Jeremiah was a prophet to Judah from c. 627 BC until after Jerusalem's fall in 586 BC. Called by God before birth (Jeremiah 1:5), he prophesied for over forty years through the reigns of five kings, warning of Babylonian judgment, witnessing Jerusalem's destruction, and writing the books of Jeremiah and Lamentations. He is called the 'weeping prophet' for his deep grief over Judah's sin.

What is the new covenant in Jeremiah?

Jeremiah 31:31-34 — 'Behold, the days come, saith the LORD, that I will make a new covenant with the house of Israel... I will put my law in their inward parts, and write it in their hearts; and I will be their God, and they shall be my people... for I will forgive their iniquity, and I will remember their sin no more.' The NT identifies this as fulfilled in Christ (Hebrews 8:8-12; Luke 22:20).

Why is Jeremiah called the weeping prophet?

Because of his deep grief over Judah's sin and the coming judgment. Jeremiah 9:1 — 'Oh that my head were waters, and mine eyes a fountain of tears.' He wept for his people even as he warned them. After Jerusalem fell, he wrote Lamentations — five poems of grief over the city. His tears show God's heart: judgment is real but grievous to him.

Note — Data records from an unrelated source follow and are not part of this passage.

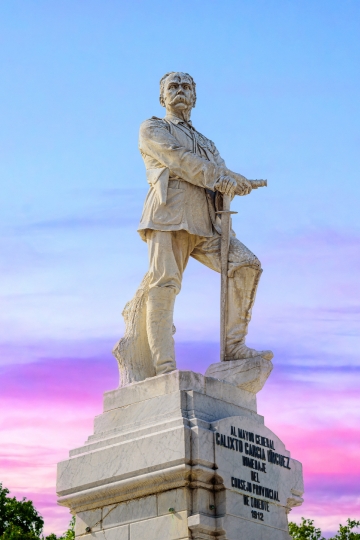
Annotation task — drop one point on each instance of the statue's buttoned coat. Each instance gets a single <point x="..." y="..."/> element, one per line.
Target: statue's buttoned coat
<point x="182" y="167"/>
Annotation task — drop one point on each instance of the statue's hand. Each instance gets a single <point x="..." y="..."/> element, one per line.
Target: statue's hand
<point x="227" y="186"/>
<point x="243" y="187"/>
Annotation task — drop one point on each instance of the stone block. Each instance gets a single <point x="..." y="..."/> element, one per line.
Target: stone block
<point x="87" y="519"/>
<point x="249" y="374"/>
<point x="127" y="512"/>
<point x="116" y="533"/>
<point x="170" y="527"/>
<point x="179" y="499"/>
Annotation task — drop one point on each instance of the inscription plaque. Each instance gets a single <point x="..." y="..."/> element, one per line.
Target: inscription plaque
<point x="261" y="480"/>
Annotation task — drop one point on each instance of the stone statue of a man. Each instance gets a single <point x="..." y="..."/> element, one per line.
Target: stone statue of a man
<point x="187" y="178"/>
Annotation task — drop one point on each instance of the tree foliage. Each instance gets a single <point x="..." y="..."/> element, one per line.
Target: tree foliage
<point x="19" y="520"/>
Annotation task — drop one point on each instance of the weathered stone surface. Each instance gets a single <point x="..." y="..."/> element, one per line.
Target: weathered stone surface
<point x="171" y="477"/>
<point x="186" y="214"/>
<point x="250" y="374"/>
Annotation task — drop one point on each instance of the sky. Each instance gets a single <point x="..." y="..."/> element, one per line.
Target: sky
<point x="278" y="92"/>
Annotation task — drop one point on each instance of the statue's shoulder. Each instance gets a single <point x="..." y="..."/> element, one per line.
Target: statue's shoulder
<point x="204" y="141"/>
<point x="152" y="122"/>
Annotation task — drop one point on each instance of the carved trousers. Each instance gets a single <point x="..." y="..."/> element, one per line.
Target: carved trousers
<point x="169" y="253"/>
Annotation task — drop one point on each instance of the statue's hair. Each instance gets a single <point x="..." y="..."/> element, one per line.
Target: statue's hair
<point x="162" y="85"/>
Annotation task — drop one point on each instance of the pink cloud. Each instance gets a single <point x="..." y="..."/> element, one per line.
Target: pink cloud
<point x="48" y="408"/>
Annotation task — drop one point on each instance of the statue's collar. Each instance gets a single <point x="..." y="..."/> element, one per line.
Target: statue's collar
<point x="176" y="120"/>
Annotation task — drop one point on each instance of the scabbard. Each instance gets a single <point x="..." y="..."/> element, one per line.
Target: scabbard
<point x="224" y="255"/>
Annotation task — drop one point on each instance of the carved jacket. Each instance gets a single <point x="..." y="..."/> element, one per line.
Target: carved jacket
<point x="182" y="167"/>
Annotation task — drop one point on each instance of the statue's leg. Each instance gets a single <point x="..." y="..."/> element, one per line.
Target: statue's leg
<point x="168" y="254"/>
<point x="244" y="275"/>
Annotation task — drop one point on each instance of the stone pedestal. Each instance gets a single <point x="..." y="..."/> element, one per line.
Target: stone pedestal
<point x="180" y="456"/>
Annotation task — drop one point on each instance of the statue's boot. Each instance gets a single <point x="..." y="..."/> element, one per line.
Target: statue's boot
<point x="242" y="288"/>
<point x="159" y="325"/>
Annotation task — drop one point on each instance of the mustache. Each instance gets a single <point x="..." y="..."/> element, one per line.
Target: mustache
<point x="179" y="97"/>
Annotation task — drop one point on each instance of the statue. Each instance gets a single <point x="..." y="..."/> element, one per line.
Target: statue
<point x="184" y="212"/>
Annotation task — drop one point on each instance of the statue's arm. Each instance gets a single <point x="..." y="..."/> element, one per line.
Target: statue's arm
<point x="243" y="184"/>
<point x="156" y="141"/>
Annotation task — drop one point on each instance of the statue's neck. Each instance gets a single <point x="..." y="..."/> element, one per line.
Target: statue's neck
<point x="184" y="116"/>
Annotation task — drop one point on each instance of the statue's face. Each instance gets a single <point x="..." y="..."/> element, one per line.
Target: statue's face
<point x="178" y="92"/>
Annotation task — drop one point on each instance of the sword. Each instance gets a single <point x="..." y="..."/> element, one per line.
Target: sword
<point x="224" y="256"/>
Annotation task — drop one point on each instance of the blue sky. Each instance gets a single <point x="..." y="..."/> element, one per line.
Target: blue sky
<point x="278" y="92"/>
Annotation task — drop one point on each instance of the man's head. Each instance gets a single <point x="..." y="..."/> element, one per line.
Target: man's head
<point x="178" y="92"/>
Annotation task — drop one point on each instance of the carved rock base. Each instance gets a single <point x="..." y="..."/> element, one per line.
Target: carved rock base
<point x="249" y="374"/>
<point x="178" y="457"/>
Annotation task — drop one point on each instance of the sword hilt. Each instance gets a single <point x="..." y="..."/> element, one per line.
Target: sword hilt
<point x="226" y="206"/>
<point x="258" y="183"/>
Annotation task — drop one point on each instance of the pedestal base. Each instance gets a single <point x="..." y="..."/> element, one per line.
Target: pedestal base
<point x="180" y="456"/>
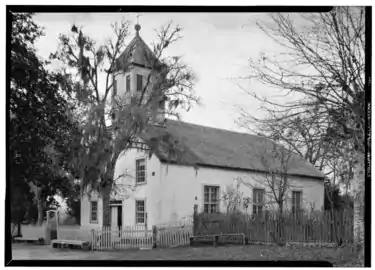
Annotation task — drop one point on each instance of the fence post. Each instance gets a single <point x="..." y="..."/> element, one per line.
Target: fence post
<point x="154" y="232"/>
<point x="195" y="220"/>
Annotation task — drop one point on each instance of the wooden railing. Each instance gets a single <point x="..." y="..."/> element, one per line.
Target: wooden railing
<point x="125" y="238"/>
<point x="327" y="227"/>
<point x="173" y="236"/>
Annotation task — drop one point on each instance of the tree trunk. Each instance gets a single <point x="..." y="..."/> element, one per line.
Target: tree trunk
<point x="40" y="211"/>
<point x="358" y="192"/>
<point x="106" y="193"/>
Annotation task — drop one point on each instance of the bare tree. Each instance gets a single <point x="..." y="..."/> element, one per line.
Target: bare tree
<point x="169" y="81"/>
<point x="324" y="63"/>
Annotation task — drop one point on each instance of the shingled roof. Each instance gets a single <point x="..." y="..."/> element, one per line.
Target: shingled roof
<point x="206" y="146"/>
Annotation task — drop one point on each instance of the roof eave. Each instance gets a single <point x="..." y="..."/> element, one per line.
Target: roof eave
<point x="162" y="160"/>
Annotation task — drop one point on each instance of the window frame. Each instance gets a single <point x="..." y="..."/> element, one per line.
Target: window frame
<point x="210" y="202"/>
<point x="136" y="171"/>
<point x="139" y="76"/>
<point x="294" y="199"/>
<point x="127" y="83"/>
<point x="144" y="212"/>
<point x="97" y="208"/>
<point x="114" y="93"/>
<point x="255" y="203"/>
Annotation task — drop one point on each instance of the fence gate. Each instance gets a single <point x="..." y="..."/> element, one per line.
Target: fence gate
<point x="173" y="235"/>
<point x="125" y="238"/>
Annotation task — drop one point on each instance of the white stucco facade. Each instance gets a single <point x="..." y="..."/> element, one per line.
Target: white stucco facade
<point x="170" y="191"/>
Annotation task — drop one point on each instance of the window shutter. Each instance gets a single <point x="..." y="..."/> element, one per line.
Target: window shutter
<point x="114" y="87"/>
<point x="139" y="82"/>
<point x="127" y="83"/>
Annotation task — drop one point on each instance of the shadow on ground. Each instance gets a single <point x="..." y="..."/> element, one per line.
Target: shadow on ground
<point x="339" y="257"/>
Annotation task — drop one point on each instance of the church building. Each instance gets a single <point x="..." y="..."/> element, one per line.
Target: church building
<point x="159" y="189"/>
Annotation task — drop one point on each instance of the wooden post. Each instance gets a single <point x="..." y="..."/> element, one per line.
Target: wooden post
<point x="195" y="220"/>
<point x="154" y="238"/>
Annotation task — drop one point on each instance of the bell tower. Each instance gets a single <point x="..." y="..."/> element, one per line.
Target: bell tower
<point x="136" y="71"/>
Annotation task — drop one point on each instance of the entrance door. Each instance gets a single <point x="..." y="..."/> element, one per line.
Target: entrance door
<point x="114" y="218"/>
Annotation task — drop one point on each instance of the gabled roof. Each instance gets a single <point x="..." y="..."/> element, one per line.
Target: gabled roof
<point x="137" y="52"/>
<point x="206" y="146"/>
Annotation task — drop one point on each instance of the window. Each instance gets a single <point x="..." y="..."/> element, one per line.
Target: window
<point x="127" y="83"/>
<point x="211" y="199"/>
<point x="296" y="201"/>
<point x="140" y="212"/>
<point x="140" y="171"/>
<point x="114" y="87"/>
<point x="258" y="197"/>
<point x="139" y="82"/>
<point x="93" y="212"/>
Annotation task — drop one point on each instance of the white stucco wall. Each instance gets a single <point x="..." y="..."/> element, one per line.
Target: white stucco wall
<point x="128" y="192"/>
<point x="172" y="190"/>
<point x="183" y="187"/>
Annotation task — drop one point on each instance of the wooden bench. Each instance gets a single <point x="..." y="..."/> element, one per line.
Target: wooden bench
<point x="218" y="239"/>
<point x="72" y="244"/>
<point x="33" y="240"/>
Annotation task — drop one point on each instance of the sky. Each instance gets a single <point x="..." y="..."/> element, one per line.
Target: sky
<point x="217" y="46"/>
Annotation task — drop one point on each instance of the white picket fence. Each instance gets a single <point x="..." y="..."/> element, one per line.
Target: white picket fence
<point x="127" y="237"/>
<point x="174" y="234"/>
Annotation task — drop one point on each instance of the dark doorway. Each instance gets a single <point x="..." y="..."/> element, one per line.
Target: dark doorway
<point x="119" y="216"/>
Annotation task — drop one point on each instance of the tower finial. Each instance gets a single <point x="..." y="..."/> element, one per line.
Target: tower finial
<point x="137" y="27"/>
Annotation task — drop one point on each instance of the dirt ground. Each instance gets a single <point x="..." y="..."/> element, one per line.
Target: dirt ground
<point x="339" y="257"/>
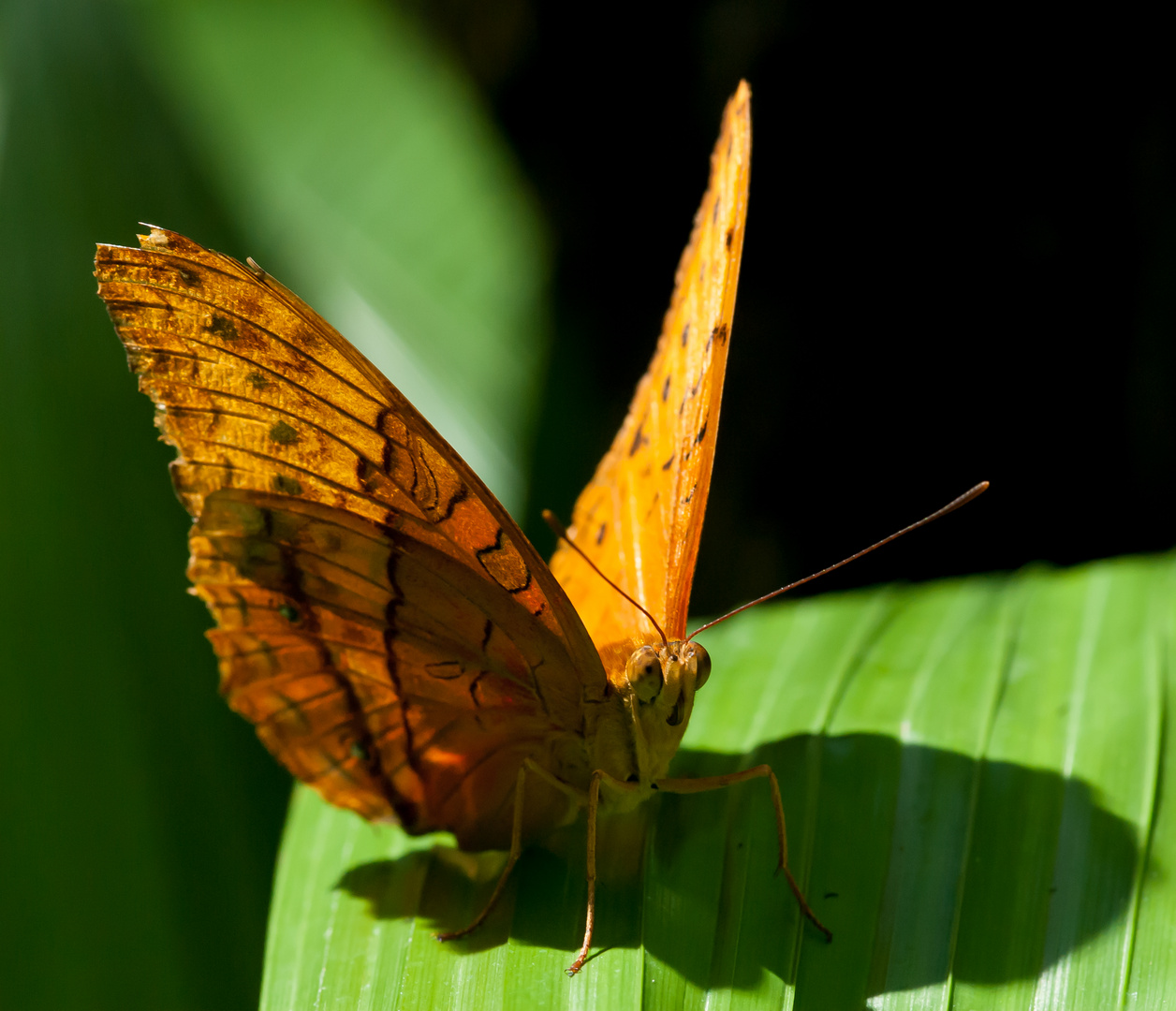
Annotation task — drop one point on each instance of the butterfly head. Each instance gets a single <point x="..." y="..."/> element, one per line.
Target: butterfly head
<point x="660" y="685"/>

What is Jeremiah 29:11 about?

'For I know the thoughts that I think toward you, saith the LORD, thoughts of peace, and not of evil, to give you an expected end.' Written to the Jews already in Babylonian exile, urging them to settle, build, and trust God's plan for their restoration after 70 years (Jeremiah 29:10). Often quoted as a personal promise, the immediate context is corporate restoration after judgment — but the principle (God's good intentions toward his people) applies broadly.